HIF-1 activated pyruvate kinase M comes in multiple isoforms known as PKM1 and PKM2. Pyruvate kinase is shown to convert phosphoenolpyruvate to pyruvate forming ATP from ADP. Along with phospho-fructokinase 1, pyruvate kinase is also allosterically activated by fructose-2,6-bisphosphate. In cancer cells pyruvate kinase M2 has been shown to interact directly with HIF-1α enhancing HIF-1 binding and p300 recruitment to hypoxia response elements. This positive feedback loop leads to HIF-1 transactivation and an amplified effect on glucose metabolism.
Pyruvate kinase M2 is often considered the main regulator of cancer metabolism with roles in various parallel, feed-forward, positive and negative feedback mechanisms.
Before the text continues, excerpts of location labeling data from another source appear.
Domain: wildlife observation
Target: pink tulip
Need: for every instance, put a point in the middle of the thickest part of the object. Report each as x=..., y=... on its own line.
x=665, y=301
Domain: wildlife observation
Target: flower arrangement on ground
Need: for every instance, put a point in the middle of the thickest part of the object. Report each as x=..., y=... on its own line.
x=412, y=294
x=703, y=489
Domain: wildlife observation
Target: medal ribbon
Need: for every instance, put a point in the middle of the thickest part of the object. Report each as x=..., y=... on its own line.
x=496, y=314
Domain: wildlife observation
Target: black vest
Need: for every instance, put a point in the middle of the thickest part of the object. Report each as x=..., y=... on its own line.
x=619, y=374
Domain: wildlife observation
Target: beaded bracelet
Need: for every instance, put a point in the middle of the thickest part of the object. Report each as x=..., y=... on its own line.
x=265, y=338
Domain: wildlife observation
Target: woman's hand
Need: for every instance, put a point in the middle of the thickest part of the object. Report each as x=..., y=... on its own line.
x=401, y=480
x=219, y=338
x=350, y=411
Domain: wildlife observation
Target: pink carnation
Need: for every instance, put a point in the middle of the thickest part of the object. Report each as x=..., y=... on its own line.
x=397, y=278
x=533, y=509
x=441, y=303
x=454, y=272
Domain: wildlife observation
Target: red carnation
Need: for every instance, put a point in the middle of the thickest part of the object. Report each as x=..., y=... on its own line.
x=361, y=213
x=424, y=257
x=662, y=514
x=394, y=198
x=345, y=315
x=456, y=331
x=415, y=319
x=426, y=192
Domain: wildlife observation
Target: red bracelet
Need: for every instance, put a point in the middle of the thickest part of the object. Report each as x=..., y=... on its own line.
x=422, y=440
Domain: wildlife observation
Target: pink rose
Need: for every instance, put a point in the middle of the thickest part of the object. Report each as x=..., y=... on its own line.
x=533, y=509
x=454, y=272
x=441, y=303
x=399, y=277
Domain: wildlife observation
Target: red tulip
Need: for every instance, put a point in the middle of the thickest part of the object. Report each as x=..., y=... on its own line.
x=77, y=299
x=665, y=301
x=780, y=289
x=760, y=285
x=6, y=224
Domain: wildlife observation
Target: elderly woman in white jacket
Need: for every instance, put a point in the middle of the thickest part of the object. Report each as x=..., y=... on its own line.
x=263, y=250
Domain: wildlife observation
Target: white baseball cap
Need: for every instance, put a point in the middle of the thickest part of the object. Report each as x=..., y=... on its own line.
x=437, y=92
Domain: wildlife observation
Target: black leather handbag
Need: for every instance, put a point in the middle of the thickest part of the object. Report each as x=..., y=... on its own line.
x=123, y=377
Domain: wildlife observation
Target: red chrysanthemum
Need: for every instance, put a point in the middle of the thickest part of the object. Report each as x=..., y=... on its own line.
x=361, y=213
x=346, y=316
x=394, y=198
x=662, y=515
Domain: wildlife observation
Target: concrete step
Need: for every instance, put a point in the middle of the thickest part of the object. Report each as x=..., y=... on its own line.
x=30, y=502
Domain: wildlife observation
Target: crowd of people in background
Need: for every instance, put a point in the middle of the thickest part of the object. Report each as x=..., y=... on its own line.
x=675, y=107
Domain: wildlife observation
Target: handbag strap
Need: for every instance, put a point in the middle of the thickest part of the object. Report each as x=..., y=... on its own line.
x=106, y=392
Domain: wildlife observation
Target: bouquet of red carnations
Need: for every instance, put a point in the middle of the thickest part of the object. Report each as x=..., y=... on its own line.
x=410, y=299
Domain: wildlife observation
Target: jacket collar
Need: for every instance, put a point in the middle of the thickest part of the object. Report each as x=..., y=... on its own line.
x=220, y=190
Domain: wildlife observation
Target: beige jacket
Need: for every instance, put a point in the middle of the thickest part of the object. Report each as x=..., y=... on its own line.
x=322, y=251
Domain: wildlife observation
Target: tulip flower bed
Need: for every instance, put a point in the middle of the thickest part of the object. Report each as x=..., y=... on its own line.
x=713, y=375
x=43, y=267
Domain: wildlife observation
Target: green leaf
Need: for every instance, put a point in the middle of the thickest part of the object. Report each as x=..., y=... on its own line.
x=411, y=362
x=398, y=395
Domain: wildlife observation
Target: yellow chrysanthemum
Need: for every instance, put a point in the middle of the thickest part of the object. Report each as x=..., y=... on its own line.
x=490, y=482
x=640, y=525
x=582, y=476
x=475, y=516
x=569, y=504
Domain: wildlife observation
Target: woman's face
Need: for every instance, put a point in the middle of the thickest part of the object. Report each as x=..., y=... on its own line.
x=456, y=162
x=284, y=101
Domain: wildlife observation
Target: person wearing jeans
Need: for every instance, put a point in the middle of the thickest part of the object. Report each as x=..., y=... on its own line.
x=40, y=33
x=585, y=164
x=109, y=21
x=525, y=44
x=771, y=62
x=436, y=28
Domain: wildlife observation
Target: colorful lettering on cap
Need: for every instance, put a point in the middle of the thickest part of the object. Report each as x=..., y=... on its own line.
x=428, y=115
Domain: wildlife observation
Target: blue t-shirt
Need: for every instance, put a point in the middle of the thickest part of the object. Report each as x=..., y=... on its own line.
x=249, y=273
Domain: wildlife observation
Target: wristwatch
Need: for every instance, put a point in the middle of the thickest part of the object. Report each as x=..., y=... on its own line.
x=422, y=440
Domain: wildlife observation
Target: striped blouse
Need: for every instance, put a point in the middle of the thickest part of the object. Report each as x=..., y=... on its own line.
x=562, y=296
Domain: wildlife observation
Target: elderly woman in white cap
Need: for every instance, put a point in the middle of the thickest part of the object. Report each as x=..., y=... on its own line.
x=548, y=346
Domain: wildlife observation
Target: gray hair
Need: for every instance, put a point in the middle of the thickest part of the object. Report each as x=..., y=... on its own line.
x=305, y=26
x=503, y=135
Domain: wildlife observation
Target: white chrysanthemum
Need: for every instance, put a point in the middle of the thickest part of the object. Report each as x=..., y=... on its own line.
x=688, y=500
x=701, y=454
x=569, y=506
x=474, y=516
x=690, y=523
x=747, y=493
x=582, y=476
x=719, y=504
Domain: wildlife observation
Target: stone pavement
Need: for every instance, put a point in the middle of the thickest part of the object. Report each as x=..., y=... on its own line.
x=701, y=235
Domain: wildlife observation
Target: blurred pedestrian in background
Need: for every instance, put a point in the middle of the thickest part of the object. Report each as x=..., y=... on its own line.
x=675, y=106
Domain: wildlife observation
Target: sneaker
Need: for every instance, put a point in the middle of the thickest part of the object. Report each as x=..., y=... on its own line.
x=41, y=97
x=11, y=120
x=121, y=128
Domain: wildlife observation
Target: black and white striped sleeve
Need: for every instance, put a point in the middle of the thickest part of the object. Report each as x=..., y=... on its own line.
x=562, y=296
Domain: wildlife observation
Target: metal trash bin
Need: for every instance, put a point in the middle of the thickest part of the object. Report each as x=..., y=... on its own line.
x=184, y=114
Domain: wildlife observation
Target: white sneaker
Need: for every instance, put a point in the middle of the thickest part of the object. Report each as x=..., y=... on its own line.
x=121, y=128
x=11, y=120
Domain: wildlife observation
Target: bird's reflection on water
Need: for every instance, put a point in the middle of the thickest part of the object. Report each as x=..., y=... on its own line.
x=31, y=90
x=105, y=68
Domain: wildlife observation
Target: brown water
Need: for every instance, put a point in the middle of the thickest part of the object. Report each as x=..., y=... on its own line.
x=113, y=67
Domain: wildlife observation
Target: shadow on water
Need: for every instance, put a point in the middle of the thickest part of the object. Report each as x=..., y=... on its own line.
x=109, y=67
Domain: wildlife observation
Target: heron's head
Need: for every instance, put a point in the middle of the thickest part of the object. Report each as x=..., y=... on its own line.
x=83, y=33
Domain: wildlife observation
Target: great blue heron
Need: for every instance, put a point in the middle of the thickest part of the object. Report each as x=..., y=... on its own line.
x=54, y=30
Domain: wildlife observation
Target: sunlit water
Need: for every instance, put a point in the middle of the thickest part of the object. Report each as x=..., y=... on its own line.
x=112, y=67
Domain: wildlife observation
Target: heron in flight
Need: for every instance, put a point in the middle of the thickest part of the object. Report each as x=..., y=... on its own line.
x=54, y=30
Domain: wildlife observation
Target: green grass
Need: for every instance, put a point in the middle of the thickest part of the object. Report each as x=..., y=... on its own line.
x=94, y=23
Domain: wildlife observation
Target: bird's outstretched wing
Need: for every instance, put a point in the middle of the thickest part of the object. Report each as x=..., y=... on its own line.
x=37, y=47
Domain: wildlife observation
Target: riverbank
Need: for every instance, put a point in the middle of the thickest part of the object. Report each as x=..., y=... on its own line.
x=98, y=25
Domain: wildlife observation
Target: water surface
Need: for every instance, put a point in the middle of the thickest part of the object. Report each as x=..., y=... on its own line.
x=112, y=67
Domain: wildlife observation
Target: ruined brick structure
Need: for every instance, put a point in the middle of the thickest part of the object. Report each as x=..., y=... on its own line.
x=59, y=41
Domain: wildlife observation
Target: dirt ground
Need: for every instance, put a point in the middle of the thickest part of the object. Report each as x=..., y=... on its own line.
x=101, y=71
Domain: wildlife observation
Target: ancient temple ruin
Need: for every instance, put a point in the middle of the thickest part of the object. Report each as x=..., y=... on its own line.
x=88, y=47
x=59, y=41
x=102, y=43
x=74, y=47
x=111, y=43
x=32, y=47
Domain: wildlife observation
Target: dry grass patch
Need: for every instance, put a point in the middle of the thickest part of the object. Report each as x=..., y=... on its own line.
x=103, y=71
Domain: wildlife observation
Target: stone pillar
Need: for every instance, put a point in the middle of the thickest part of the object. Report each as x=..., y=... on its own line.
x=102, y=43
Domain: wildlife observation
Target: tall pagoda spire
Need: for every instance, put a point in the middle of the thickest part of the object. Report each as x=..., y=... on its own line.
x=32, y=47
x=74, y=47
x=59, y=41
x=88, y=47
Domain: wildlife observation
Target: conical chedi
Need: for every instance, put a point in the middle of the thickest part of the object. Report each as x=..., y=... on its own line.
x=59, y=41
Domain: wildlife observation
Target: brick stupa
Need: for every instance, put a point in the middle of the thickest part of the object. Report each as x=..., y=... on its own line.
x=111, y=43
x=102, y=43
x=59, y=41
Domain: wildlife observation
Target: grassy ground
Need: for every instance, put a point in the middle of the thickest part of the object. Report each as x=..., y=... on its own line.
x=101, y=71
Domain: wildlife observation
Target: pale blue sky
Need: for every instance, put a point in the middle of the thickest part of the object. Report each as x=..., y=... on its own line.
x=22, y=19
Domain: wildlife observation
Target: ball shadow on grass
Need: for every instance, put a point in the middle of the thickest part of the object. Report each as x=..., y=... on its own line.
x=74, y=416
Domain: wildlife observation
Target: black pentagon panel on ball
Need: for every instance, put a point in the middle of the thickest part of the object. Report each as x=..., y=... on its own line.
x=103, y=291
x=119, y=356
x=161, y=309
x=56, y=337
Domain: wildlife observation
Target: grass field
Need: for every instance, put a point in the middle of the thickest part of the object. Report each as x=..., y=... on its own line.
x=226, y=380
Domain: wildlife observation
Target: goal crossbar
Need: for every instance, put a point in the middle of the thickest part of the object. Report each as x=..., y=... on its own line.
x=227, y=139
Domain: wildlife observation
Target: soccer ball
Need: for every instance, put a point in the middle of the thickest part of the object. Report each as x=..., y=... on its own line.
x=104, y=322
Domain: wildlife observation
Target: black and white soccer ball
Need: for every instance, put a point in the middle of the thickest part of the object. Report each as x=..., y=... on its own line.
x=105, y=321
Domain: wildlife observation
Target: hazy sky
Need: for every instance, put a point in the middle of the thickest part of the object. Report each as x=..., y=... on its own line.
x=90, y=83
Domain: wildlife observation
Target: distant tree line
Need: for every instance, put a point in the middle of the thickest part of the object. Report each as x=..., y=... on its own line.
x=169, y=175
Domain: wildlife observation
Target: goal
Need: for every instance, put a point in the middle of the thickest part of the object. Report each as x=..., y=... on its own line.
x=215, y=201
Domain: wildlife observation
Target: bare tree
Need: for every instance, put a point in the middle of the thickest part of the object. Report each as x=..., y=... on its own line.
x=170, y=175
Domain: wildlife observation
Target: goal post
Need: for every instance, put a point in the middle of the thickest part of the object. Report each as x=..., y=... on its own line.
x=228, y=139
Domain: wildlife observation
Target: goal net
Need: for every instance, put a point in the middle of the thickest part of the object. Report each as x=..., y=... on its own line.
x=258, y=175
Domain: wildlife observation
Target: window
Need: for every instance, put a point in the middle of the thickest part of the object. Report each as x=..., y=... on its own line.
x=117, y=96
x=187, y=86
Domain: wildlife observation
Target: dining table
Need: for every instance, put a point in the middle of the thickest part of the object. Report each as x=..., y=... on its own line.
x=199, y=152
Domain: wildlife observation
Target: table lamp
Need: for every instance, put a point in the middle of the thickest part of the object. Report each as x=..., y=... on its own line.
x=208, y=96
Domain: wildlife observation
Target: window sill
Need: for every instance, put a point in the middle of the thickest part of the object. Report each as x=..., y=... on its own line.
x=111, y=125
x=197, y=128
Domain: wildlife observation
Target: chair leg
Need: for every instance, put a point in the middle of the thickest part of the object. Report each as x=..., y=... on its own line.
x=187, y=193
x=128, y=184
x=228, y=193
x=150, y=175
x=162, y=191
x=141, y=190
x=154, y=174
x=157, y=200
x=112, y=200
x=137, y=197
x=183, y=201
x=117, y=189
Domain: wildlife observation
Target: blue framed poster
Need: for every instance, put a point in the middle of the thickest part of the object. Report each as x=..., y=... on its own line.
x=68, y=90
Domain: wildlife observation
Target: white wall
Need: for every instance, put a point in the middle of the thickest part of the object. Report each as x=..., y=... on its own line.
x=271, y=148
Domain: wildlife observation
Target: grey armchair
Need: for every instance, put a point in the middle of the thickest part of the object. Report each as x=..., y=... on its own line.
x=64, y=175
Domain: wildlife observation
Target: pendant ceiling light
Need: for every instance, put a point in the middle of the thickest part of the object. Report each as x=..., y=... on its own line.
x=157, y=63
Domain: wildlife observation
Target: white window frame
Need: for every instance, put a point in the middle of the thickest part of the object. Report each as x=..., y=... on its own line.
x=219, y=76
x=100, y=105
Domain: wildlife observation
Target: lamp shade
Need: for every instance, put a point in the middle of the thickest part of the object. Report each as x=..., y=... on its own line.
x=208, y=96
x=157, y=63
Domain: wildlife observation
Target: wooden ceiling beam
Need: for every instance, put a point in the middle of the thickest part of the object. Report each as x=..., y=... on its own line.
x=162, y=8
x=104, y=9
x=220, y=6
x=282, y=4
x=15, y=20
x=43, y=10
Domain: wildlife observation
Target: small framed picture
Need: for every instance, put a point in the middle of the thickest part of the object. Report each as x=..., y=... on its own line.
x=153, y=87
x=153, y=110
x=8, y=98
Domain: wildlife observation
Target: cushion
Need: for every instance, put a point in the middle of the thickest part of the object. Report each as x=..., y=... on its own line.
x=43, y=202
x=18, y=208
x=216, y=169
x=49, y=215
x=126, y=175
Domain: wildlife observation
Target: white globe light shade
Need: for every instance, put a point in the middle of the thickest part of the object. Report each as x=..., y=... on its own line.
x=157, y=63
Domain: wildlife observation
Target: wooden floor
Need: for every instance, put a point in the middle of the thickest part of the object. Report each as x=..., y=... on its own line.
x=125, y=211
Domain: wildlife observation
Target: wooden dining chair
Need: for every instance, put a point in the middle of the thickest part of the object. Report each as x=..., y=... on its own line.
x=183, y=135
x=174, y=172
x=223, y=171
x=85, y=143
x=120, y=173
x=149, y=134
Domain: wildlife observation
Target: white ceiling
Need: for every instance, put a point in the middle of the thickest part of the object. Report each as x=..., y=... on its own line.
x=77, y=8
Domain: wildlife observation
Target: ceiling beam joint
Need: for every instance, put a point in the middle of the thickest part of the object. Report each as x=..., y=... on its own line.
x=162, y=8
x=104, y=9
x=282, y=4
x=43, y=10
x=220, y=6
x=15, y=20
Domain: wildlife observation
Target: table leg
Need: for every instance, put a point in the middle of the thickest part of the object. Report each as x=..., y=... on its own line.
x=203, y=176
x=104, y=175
The genetic difference between pyruvate kinase M1 and pyruvate kinase M2 is only 22 out of 531 amino acids which makes an immense difference. Pyruvate kinase M2 has metabolic activity regulated by post-translational modifications including acetylation, oxidation, phosphorylation, hydroxylation and sumoylation. These different modifications can cause the shift from the metabolically active tetrameric form to the in-active monomeric form. The well-known EGFR-activated extracellular signal-regulated kinase 2 and death-associated protein kinase are both shown to bind and directly phosphorylate pyruvate kinase M2 leading to increased activity in the glycolysis pathway. In hypoxic conditions found in a solid tumor, pyruvate kinase M2 plays a large role in promoting anaerobic energy production.